Una delle più belle canzoni, Ninna nanna per Yanuska, porta la firma anche di Antonella Ruggiero e ci conduce in maniera dolce e soave verso una Russia di altri tempi, così come El Pepe ci accompagna allegramente e con il brio tipico del ChaCha all’attualità dei nostri giorni, un omaggio per José El Pepe Mujica, il “presidente povero” dell’Uruguay, che ha dato dimostrazione di estrema onestà e trasparenza, rimanendo vicino alle esigenze dei suoi compaesani.
Un elogio va espresso anche agli ingegneri del suono e gli arrangiatori, che hanno saputo creare dinamiche e atmosfere capaci di trascendere il particolare ed entrare direttamente a contatto con un immaginario ancestrale, tribale, mistico e quasi da sogno.
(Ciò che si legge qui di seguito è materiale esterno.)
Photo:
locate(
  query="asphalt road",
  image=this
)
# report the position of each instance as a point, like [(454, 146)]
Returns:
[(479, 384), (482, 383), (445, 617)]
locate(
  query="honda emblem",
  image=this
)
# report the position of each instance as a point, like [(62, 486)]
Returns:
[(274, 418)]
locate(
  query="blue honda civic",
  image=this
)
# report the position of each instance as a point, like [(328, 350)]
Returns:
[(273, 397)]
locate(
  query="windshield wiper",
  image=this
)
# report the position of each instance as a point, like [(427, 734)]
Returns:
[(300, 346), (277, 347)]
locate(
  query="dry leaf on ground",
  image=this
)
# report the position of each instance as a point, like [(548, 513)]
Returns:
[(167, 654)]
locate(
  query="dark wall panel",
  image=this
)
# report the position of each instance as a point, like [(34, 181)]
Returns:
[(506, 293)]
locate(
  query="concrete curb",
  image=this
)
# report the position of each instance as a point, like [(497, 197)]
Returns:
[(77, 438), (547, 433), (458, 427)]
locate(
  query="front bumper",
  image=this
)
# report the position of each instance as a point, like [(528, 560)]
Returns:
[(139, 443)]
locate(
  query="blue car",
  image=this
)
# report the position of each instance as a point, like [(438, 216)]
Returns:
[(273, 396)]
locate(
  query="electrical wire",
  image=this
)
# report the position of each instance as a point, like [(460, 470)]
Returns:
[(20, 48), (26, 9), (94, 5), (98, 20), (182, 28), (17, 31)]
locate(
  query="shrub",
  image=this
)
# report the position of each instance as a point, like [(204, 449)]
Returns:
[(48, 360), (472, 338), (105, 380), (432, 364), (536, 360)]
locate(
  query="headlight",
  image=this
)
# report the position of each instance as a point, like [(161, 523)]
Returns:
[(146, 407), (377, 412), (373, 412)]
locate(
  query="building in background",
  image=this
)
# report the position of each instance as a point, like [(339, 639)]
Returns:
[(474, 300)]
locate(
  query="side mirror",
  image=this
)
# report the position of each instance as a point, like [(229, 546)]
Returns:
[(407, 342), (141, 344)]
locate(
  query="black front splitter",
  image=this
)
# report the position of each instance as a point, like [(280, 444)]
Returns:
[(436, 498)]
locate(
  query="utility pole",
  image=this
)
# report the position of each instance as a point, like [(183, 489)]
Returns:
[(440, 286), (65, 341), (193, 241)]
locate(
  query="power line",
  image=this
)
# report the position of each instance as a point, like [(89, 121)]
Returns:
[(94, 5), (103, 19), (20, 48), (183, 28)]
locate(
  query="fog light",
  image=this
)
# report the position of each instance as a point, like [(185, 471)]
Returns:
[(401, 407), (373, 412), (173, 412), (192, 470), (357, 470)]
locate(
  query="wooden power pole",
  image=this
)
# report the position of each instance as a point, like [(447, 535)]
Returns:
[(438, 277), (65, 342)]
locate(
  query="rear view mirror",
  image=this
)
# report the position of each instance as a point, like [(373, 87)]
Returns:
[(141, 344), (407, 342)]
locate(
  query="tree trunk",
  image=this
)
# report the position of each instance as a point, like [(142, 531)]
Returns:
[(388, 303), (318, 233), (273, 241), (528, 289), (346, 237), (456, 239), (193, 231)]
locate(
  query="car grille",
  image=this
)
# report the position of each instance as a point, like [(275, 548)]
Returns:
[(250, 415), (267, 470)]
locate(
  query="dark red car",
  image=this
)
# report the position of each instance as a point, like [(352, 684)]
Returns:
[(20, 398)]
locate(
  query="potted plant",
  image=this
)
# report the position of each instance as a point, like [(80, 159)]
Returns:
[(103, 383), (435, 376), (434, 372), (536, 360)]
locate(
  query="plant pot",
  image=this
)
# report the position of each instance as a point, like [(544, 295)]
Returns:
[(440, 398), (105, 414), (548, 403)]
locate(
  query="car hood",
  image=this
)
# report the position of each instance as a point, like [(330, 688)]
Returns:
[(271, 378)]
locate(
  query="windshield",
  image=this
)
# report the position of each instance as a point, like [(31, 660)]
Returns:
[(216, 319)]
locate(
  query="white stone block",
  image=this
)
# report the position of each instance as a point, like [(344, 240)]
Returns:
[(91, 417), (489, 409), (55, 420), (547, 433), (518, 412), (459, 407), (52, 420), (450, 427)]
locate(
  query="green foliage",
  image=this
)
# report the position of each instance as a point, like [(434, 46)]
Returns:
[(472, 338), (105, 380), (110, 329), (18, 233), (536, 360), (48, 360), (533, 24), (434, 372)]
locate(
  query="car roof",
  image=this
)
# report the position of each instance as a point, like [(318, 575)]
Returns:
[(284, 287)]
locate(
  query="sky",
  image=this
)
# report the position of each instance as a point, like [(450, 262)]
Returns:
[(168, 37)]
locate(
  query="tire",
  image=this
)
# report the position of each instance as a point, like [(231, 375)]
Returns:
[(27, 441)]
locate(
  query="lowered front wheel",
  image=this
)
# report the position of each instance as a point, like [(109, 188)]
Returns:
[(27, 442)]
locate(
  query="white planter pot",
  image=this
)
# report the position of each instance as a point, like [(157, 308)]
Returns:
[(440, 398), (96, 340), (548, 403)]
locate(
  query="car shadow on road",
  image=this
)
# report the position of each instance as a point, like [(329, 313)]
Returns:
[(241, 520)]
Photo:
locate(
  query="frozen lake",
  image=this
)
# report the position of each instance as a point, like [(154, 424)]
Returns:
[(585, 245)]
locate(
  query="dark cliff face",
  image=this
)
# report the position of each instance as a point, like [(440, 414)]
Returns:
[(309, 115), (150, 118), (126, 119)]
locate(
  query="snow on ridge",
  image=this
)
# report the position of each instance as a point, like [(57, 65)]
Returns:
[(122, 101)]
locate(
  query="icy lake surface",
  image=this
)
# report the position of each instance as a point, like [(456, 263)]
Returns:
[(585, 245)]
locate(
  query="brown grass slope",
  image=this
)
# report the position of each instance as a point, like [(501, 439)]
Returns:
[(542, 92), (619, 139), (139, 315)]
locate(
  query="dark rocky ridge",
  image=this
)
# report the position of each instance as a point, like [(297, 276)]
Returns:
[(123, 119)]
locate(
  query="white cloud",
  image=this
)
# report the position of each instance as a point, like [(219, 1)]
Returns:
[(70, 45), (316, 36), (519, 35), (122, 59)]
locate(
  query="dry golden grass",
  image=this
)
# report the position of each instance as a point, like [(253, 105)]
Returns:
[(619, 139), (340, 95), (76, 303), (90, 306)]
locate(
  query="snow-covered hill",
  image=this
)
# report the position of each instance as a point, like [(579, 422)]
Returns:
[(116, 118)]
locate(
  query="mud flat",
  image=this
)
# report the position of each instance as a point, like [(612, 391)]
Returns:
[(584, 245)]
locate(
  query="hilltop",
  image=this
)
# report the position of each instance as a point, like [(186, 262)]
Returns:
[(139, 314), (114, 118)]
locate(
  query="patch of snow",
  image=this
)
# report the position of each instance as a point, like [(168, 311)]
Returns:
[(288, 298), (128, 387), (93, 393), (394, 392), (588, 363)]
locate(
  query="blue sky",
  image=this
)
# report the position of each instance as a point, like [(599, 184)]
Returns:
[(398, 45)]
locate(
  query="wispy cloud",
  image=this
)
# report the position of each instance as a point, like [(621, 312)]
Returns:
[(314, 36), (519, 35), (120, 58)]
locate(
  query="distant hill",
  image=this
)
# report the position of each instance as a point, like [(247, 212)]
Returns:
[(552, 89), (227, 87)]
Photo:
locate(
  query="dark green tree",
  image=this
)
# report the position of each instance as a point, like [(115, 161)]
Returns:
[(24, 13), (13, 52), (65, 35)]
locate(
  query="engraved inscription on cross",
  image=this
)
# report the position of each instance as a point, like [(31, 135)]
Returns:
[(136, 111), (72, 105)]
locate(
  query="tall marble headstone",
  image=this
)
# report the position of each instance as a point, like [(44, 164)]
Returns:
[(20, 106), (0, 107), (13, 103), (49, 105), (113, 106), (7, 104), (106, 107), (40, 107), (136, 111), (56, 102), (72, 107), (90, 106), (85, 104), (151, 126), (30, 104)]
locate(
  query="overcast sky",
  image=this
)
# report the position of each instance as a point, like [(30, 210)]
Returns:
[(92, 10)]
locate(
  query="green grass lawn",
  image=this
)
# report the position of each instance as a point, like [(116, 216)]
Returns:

In una parola: evocativo.
Il Sesto Continente
È la terra ideale, dei sogni di ogni migrante, o viaggiatore, o sognatore.
È il luogo dell’accoglienza, dell’incontro e delle emozioni.
Della natura incontaminata, delle tradizioni e della creatività.
È la musica di un nuovo continente, quella che si genera nelle città popolate dall’incontro tra genti straniere, residenti e/o in transito, musiche senza stili e origini dominanti, dove il meticciato è il terreno di fondo su cui si coltivano le arti contemporanee.